Word Correlation Explorer

Shiny application for word correlation exploration.

Install R
Start R
In R run the commands:
1. install.packages( c("shiny", "DT", "Matrix", "KernSmooth", "plotrix", "Rtsne", "devtools") )
2. library("devtools")
3. devtools::install_github( c("suppechasper/gmra", "suppechasper/wordcor") )

Start R.
In R run the commands:
library(WordCor)
wordcor()

Note wordcor will save smoothed version of the data in the current directory you run wordcor(). If your it in the same directory again it will reuse the smoothed versions and not recompute them.
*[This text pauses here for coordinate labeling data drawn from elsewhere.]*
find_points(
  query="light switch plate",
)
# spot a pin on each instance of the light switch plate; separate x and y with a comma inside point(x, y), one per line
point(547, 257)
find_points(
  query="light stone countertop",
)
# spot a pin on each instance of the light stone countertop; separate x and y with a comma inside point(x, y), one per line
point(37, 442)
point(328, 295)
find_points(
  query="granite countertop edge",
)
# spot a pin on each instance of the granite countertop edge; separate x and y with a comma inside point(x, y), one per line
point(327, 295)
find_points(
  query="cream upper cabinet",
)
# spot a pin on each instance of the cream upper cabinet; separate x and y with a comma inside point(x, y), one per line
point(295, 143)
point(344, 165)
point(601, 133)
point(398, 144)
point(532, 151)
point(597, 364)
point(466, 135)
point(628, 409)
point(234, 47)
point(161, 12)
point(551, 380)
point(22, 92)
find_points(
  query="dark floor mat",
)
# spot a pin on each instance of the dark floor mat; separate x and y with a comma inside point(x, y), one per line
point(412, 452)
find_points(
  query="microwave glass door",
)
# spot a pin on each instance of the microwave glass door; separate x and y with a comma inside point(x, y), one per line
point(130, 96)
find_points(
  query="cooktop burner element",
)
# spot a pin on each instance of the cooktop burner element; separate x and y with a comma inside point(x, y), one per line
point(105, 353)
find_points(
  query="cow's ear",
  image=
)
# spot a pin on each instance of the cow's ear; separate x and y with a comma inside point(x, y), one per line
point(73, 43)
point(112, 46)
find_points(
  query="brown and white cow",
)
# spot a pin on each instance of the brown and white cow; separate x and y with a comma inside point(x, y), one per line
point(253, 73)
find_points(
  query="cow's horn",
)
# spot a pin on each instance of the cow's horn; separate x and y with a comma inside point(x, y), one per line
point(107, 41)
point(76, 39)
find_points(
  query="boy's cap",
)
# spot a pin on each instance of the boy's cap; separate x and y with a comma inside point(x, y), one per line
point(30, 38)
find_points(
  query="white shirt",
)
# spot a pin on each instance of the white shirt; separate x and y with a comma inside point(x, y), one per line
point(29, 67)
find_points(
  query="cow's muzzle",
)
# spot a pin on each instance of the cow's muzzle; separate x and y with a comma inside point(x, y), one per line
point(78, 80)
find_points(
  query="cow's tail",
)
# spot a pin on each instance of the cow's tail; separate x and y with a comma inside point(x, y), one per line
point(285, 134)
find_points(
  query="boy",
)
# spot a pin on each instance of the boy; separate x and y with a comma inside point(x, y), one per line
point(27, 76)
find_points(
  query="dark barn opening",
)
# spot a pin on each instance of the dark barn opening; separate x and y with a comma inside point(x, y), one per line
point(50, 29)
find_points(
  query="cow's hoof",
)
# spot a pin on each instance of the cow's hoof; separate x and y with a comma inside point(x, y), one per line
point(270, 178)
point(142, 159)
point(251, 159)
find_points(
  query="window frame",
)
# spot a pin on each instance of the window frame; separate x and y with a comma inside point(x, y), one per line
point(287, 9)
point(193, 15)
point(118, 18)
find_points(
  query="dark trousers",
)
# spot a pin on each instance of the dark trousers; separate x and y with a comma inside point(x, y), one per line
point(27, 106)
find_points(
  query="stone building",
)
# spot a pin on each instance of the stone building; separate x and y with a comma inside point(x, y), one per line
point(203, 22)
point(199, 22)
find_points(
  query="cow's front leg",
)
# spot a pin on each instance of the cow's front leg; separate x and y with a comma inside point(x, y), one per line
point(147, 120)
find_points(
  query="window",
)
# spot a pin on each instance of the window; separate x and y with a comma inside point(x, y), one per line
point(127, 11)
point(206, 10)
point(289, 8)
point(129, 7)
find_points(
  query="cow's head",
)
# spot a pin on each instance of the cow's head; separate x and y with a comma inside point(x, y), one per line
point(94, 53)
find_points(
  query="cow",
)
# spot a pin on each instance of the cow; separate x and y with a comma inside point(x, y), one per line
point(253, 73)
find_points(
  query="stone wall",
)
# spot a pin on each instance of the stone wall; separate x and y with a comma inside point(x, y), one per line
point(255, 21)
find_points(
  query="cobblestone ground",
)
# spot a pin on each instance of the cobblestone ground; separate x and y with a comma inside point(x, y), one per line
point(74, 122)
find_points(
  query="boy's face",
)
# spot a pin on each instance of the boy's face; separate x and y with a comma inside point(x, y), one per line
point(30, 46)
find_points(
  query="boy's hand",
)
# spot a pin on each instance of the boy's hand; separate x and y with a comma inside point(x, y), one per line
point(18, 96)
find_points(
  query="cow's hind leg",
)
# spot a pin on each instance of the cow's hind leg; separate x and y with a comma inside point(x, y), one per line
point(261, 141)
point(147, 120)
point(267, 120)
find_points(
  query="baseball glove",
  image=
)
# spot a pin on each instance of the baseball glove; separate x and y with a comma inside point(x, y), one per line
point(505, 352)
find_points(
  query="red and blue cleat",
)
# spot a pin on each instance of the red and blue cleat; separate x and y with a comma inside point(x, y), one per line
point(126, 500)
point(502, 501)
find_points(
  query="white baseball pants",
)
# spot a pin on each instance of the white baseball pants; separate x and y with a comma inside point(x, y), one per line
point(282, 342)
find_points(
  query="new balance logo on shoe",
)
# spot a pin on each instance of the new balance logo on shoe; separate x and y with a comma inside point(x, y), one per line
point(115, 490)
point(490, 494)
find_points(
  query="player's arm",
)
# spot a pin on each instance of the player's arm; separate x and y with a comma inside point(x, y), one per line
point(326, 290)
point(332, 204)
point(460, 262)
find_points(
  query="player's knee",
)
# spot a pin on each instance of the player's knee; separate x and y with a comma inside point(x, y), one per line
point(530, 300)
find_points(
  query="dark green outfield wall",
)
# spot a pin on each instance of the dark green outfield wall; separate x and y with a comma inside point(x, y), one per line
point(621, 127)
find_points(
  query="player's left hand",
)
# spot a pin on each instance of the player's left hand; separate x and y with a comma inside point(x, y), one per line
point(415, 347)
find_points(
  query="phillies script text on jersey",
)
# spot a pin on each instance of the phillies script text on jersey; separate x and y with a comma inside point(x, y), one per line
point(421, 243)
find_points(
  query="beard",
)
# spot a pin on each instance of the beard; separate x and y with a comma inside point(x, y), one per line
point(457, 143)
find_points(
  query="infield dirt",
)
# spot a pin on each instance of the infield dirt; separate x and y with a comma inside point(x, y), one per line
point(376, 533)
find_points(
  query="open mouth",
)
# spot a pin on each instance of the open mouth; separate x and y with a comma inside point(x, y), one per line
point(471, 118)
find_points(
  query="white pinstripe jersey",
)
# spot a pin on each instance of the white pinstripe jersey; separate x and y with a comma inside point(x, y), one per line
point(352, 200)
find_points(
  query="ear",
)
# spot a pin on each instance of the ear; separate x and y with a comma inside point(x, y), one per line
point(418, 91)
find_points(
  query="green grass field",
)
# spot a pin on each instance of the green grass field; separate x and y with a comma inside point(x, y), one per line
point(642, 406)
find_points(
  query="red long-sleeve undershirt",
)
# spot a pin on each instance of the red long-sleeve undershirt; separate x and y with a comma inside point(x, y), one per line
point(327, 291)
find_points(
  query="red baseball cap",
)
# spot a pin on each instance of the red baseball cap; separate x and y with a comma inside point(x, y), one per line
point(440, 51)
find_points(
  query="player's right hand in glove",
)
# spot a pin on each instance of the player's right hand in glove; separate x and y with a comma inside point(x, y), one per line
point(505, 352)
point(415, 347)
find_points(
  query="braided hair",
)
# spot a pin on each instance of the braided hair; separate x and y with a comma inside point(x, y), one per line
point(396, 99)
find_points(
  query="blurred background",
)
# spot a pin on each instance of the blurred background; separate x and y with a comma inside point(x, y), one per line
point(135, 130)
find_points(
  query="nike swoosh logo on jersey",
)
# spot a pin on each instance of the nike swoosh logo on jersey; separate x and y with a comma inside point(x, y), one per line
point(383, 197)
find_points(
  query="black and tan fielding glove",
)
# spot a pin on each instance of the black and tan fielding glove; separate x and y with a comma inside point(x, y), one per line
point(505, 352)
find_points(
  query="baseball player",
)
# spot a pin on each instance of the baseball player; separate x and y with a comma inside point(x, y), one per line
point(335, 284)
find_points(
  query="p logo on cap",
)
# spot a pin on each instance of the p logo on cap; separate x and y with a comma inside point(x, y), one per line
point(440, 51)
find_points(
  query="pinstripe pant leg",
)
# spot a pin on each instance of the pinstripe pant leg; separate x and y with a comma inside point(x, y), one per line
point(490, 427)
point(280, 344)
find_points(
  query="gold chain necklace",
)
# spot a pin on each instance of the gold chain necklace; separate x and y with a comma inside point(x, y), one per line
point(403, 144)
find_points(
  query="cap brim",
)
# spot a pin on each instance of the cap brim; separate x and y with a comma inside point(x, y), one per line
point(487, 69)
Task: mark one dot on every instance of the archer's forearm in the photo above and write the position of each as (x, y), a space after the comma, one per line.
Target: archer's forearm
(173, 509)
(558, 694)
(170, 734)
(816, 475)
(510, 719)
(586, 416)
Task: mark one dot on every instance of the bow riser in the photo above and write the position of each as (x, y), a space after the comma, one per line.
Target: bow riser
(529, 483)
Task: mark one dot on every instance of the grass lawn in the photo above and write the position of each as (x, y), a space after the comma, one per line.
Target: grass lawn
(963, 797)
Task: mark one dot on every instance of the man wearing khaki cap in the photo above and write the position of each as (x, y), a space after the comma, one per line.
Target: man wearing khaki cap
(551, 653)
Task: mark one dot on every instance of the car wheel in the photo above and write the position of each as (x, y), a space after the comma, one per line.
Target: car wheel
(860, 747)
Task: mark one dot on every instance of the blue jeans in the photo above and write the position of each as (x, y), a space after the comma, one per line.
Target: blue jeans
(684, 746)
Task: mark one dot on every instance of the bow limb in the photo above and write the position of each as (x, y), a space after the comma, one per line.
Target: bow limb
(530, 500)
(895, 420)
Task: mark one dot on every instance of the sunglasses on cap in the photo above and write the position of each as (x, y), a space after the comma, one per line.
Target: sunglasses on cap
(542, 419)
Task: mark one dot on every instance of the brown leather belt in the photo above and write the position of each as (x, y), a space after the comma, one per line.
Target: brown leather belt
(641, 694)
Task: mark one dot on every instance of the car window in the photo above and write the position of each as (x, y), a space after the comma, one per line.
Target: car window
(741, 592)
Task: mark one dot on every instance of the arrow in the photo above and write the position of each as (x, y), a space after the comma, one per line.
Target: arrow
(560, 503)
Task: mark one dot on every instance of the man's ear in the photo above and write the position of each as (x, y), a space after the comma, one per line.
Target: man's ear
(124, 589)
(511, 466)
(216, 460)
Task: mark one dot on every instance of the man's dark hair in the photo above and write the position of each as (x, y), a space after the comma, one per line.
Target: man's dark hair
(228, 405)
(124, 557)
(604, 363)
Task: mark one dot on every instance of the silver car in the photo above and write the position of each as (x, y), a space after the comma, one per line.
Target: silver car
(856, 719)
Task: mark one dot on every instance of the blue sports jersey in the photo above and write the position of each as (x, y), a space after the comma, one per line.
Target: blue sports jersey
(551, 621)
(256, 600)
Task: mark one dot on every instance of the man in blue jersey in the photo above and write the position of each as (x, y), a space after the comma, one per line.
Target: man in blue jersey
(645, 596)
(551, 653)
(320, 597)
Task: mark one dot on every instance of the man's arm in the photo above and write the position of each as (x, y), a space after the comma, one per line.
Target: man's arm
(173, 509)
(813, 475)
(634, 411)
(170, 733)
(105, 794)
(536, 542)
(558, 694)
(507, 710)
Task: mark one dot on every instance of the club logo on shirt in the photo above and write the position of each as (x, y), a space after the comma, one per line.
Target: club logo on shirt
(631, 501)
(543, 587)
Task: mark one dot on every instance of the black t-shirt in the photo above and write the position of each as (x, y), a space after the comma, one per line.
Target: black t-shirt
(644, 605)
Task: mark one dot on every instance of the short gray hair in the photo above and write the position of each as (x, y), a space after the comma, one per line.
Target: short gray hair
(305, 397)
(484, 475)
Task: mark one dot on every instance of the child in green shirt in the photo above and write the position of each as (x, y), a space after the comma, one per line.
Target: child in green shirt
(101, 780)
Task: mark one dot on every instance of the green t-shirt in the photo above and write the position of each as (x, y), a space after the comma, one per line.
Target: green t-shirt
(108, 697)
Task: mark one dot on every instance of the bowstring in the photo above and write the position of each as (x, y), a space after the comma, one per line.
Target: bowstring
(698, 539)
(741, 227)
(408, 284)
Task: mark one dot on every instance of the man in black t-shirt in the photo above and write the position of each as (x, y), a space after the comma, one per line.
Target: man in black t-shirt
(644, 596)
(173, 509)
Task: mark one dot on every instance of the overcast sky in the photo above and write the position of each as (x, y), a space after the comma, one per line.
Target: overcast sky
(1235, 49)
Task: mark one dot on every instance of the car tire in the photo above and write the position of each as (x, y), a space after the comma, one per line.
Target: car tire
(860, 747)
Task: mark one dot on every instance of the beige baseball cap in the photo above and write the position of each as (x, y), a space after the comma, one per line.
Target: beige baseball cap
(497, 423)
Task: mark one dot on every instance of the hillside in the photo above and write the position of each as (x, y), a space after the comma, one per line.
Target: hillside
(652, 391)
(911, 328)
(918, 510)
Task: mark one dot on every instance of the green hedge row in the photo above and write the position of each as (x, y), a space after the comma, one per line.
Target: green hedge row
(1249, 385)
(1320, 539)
The application will prompt you which data set to use. Currently there is six options of variations from the Google 1grams data set. Either the complete data set or restricted to the years after 1800. For both there are three options, original data set, relative scaling (each years relative frequency) and weighted relative frequency with additional scaling by the number of different words used per year.

The application user interface consists of multiple linked displays.

The top graphs shows the primary (red) and secondary (orange) selected words as well as selections made in the plots below. The dots are the positive (light gray) and negative (dark gray) derivative summed over all words.
Brushing years will restrict correlation computations to the selected years. Reset years will select all years.
Double clicking will select the top 20 words with the most positive and most negative derivatives in that year.
The wavelet plot shows the sum of the wvaelet coefficients for all word (weighted by phase).
Selecting a region will select 40 words with the largest wavelet coefficients for that year and period length.
The primary and secondary selected word and the correlation to all other words represented on a line from -1 to +1 correlation.
The primary and secondary word can be changed through text input or clicking (for primary) or double clicking (for secondary) on a word represented on th line representation.
A correlation plot of with respect to primary and secondary.
The primary and secondary word can be changed through clicking (for primary) or double clicking (for secondary) on points in the scatter plot.
Brushing selects points to be shown in the table on the right and in the graphs above.
Scale selects the level of clustering, i.e. if individual words should be shown in the plot (large scale) or words with similar correlation be clustered together (small scale).
Plot type selects the type of plot. Oblique is putting the primary and secondary correlation lines orthogonal to each other and plotting each point at the corresponding correlation values to the primary and secondary. Ortho better preserves pairwise relationships in the plot (for details see http://mckennapsean.com/scorrplot/ ).
Threshold removes words with low counts.
Absolute Value selects whether positive and negative correlation should be distinguished or not.
Table shows selected words in the correlation plot, largest derivatives for the selected year, and largest wavelet cofficients for a selected region in the wavelet image.
Clicking on rows will highlight the words in the graphs. Selection in the correlation table appear blue, derivative of the score table dark green, derivative of the raw data in light green, and wavelet coefficient table in dark pink.